A saúde em uma sociedade de mulheres sobrecarregadas
Coluna foi publicada nesta terça-feira (22)
Nos últimos tempos, muitos discursos naturalizaram a ideia de que “todos temos as mesmas 24 horas”. É possível debater longamente sobre a validade ou não dessa ideia. Porém, do ponto de vista da saúde pública, precisamos qualificar os debates e encarar algumas questões com argumentos sólidos, sobretudo durante o Outubro Rosa.
Segundo pesquisa da Câmara Nacional de Dirigentes Lojistas (CNDL) em parceria com o Serviço Brasileiro de Apoio às Micro e Pequenas Empresas (Sebrae), o ônibus é o principal meio de transporte dos trabalhadores brasileiros, que, anualmente, perdem o equivalente a 21 dias em deslocamento para ir e voltar do trabalho.
Para 29% dos brasileiros, utilizar o transporte público não é uma escolha: é a única alternativa viável para o deslocamento diário. Ainda de acordo com a pesquisa, os usuários esperam, em média, 23 minutos pelo embarque.

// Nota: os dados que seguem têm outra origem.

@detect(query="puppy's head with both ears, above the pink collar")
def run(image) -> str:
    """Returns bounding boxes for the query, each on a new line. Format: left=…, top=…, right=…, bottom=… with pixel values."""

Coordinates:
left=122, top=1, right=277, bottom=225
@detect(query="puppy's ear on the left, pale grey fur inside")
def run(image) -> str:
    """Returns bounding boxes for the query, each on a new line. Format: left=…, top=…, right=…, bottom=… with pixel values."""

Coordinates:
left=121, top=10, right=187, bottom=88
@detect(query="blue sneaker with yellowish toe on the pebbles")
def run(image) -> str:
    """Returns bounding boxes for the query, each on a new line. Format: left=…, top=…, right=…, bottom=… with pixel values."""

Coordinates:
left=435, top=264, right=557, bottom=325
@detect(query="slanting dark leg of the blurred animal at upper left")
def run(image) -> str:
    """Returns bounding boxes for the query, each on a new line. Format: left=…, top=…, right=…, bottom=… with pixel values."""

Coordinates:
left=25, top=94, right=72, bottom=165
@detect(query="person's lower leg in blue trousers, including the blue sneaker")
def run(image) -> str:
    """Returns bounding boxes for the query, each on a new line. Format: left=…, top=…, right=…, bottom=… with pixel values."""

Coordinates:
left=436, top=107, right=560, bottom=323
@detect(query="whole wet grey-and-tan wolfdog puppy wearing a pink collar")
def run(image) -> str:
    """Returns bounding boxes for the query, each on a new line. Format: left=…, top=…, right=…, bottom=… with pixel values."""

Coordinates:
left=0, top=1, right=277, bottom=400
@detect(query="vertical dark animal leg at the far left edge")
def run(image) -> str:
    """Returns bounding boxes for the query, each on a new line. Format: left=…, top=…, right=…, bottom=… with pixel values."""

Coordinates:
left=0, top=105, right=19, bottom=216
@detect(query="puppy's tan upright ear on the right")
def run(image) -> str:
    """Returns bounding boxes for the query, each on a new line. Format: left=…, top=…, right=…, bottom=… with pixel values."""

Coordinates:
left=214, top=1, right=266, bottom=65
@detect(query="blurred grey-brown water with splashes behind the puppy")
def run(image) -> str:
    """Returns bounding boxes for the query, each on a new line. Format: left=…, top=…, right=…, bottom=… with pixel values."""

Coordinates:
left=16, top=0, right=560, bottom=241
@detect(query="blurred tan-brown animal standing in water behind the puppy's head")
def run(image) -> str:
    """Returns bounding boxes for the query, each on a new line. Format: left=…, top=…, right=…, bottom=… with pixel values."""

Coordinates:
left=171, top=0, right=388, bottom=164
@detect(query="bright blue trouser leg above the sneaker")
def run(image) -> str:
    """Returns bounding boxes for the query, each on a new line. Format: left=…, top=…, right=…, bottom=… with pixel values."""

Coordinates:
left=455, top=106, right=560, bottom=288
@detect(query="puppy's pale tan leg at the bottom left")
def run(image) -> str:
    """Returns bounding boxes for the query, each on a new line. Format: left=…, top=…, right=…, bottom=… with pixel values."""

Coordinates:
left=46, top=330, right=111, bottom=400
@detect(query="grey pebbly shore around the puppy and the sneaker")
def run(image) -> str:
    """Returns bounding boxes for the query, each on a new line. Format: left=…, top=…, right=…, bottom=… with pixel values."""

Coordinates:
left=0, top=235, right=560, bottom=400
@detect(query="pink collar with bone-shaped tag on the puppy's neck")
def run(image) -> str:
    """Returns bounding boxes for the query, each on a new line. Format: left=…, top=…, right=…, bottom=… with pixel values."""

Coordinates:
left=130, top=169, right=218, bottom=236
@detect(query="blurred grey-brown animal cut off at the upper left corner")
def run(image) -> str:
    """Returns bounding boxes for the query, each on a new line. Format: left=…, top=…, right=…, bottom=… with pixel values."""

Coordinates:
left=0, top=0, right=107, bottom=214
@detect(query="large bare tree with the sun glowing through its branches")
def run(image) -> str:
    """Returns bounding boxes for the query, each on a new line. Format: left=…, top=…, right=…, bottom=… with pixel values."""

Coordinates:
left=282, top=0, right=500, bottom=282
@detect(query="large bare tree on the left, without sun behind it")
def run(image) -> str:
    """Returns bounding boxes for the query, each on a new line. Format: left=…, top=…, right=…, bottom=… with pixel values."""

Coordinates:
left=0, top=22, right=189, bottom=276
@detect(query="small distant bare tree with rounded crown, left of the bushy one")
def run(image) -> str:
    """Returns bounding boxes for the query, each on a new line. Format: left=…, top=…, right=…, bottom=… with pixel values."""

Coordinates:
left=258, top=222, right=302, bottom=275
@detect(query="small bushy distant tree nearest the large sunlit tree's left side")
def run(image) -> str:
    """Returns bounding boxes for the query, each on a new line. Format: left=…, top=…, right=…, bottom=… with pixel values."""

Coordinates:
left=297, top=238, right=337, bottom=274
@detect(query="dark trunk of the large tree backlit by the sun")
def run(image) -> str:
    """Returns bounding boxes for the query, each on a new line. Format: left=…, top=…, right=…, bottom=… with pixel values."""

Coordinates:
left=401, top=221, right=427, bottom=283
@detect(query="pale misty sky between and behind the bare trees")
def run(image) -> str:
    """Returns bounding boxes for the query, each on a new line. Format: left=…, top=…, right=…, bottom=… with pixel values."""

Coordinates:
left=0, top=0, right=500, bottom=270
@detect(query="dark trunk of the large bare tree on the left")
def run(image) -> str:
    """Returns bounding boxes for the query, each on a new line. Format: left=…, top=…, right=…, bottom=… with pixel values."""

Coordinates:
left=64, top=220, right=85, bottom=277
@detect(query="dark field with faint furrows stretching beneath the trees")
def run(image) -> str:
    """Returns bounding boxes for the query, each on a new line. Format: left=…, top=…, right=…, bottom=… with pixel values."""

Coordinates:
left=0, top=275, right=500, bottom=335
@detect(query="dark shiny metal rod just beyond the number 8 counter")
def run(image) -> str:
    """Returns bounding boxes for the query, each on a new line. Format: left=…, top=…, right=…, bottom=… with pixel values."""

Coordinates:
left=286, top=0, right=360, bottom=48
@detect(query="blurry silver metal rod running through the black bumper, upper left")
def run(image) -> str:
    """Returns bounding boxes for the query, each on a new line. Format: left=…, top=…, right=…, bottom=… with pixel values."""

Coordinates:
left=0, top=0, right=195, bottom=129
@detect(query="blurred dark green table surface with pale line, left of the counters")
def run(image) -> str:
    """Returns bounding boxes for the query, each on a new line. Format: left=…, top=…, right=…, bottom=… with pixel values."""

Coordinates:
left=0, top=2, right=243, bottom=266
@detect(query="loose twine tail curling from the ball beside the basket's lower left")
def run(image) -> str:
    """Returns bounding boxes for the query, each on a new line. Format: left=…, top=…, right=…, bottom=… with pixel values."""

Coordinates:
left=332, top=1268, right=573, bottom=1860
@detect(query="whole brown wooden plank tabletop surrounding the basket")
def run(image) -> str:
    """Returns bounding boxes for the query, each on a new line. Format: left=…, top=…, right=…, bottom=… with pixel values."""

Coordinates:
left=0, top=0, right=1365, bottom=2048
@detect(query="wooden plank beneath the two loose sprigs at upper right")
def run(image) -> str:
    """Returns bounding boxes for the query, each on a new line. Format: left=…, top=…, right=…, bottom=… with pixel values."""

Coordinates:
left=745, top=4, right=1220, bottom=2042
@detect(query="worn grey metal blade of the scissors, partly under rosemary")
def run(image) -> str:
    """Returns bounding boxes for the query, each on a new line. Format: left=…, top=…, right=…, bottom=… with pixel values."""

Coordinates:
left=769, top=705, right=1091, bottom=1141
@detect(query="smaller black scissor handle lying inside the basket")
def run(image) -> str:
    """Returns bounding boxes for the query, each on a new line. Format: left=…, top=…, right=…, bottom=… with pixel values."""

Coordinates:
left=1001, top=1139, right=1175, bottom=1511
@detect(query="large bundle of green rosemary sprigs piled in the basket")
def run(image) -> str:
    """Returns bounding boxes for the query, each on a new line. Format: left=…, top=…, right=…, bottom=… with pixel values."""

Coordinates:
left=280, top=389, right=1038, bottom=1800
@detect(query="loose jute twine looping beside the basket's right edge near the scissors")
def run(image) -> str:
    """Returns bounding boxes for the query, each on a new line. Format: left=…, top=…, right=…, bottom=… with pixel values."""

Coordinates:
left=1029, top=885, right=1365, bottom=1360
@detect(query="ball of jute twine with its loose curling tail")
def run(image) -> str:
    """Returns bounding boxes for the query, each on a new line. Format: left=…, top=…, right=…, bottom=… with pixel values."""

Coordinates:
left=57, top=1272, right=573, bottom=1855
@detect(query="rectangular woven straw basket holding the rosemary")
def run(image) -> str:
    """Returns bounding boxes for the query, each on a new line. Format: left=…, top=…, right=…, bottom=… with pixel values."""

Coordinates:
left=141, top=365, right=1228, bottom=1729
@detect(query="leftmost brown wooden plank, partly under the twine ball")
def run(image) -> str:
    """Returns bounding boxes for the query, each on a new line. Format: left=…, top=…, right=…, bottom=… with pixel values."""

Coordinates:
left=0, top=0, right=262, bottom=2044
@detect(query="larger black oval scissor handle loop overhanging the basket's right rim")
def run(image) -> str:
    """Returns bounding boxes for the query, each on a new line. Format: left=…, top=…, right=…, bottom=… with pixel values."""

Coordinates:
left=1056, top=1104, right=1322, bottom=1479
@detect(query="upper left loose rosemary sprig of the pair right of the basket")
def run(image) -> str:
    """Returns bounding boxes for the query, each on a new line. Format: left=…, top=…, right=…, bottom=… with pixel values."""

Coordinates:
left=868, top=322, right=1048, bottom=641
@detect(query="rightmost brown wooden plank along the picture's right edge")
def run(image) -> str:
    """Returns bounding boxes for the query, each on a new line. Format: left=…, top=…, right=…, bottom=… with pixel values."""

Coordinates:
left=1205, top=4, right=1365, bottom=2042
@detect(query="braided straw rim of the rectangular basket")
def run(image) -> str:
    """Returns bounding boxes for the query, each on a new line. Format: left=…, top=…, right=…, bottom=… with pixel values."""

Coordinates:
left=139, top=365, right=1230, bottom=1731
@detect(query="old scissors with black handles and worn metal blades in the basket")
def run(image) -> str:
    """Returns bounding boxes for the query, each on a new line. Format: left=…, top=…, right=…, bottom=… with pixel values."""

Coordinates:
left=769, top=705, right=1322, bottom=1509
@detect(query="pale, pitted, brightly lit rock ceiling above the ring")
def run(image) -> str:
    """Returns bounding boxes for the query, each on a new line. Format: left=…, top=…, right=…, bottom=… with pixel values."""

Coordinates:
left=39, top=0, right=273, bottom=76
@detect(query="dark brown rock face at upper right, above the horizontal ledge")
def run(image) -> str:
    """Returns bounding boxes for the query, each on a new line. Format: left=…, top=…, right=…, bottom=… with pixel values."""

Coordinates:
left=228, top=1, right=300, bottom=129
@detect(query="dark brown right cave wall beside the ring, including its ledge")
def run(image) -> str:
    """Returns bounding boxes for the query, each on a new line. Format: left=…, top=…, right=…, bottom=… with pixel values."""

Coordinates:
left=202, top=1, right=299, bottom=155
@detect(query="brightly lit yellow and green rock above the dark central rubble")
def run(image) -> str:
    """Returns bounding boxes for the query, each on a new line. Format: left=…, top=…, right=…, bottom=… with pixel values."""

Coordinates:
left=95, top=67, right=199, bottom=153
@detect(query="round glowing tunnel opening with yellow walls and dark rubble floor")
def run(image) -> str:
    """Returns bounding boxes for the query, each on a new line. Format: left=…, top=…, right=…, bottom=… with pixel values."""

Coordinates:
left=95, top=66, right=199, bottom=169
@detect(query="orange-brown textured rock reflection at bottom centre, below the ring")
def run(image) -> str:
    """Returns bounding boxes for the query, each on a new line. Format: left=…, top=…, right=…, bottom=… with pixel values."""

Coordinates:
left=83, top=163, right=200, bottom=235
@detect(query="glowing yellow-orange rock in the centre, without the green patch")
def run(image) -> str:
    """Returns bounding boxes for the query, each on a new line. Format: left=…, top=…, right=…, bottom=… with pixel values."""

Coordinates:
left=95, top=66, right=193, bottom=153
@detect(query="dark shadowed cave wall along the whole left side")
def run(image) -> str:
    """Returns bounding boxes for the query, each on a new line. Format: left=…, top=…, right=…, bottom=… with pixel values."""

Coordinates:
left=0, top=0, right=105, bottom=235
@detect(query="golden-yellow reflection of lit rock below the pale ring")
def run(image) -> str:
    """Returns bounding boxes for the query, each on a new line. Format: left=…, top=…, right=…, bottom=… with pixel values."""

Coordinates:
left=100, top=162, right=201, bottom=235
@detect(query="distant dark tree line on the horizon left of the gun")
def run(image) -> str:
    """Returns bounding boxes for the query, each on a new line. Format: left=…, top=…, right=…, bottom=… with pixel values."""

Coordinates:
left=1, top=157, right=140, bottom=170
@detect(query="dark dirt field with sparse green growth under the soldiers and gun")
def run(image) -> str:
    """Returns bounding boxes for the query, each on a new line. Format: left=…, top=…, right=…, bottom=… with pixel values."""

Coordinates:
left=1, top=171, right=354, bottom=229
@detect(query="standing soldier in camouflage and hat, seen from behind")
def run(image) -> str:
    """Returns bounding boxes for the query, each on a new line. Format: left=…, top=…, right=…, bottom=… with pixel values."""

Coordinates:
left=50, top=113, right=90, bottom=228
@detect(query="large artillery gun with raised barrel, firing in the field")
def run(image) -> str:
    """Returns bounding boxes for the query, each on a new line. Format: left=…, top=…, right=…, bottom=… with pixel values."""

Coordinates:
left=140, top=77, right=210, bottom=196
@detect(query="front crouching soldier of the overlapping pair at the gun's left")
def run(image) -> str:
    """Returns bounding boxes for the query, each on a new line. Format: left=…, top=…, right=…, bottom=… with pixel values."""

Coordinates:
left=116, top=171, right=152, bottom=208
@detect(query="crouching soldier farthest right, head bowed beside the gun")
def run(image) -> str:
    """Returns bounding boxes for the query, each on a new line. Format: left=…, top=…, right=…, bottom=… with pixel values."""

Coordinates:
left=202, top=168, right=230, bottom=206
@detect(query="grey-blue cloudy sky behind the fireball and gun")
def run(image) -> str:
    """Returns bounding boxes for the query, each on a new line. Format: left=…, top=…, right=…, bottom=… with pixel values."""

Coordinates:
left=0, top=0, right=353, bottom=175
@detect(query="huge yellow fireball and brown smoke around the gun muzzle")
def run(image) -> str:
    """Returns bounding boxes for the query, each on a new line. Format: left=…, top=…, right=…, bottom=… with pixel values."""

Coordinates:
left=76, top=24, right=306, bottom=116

Tendo esses dados em vista, como a gestão do tempo pode ser a mesma para pessoas que vivem em condições que provocam tais dificuldades na disponibilidade de horas para se dedicar a outras tarefas que não as ligadas à própria subsistência?
Apesar de não parecer, essa pergunta tem tudo a ver com a saúde das mulheres. Segundo dados da Pesquisa Nacional por Amostra de Domicílios (Pnad), além das obrigações que envolvem o trabalho e o emprego, as mulheres gastam, em média, 21,4 horas por semana com atividades domésticas e de cuidado com o lar, enquanto os homens gastam 11 horas.
Todas essas estatísticas indicam que o Brasil precisa de uma reflexão intensa sobre as condições que têm oferecido às mulheres no espaço social. O excesso de tarefas atribuído a elas resulta em uma alta ocupação do tempo que se traduz não apenas em cansaço, mas que impede ou atrapalha o acesso às políticas de saúde pública.
Fazendo um recorte socioeconômico da situação chegamos às conhecidas e desafiadoras condições do Sistema Único de Saúde (SUS) e de suas complexidades regionais, que quase sempre se apresentam como longos prazos para marcação de consultas e exames, nos quais se inclui a mamografia.
Como sociedade, precisamos debater com coragem se é possível aceitarmos uma realidade em que mulheres que têm melhores condições financeiras obtêm acesso a cuidados médicos preventivos e terapêuticos, enquanto outras, excessivamente ocupadas com tarefas relacionadas à própria subsistência e de suas famílias, não encontram tempo sequer para cuidar de sua saúde e que, quando encontram, esbarram nas dificuldades operacionais do SUS.
Neste Outubro Rosa, mês em que se dá ênfase aos cuidados envolvidos no combate do câncer de mama, que possamos começar a discutir a saúde das mulheres brasileiras não apenas do ponto de vista puramente médico, mas também pelo prisma social, para que o debate público esteja com os pés fincados na realidade e para que a dignidade da população feminina brasileira possa ser, de fato, uma conquista que abraça a todas as cidadãs brasileiras.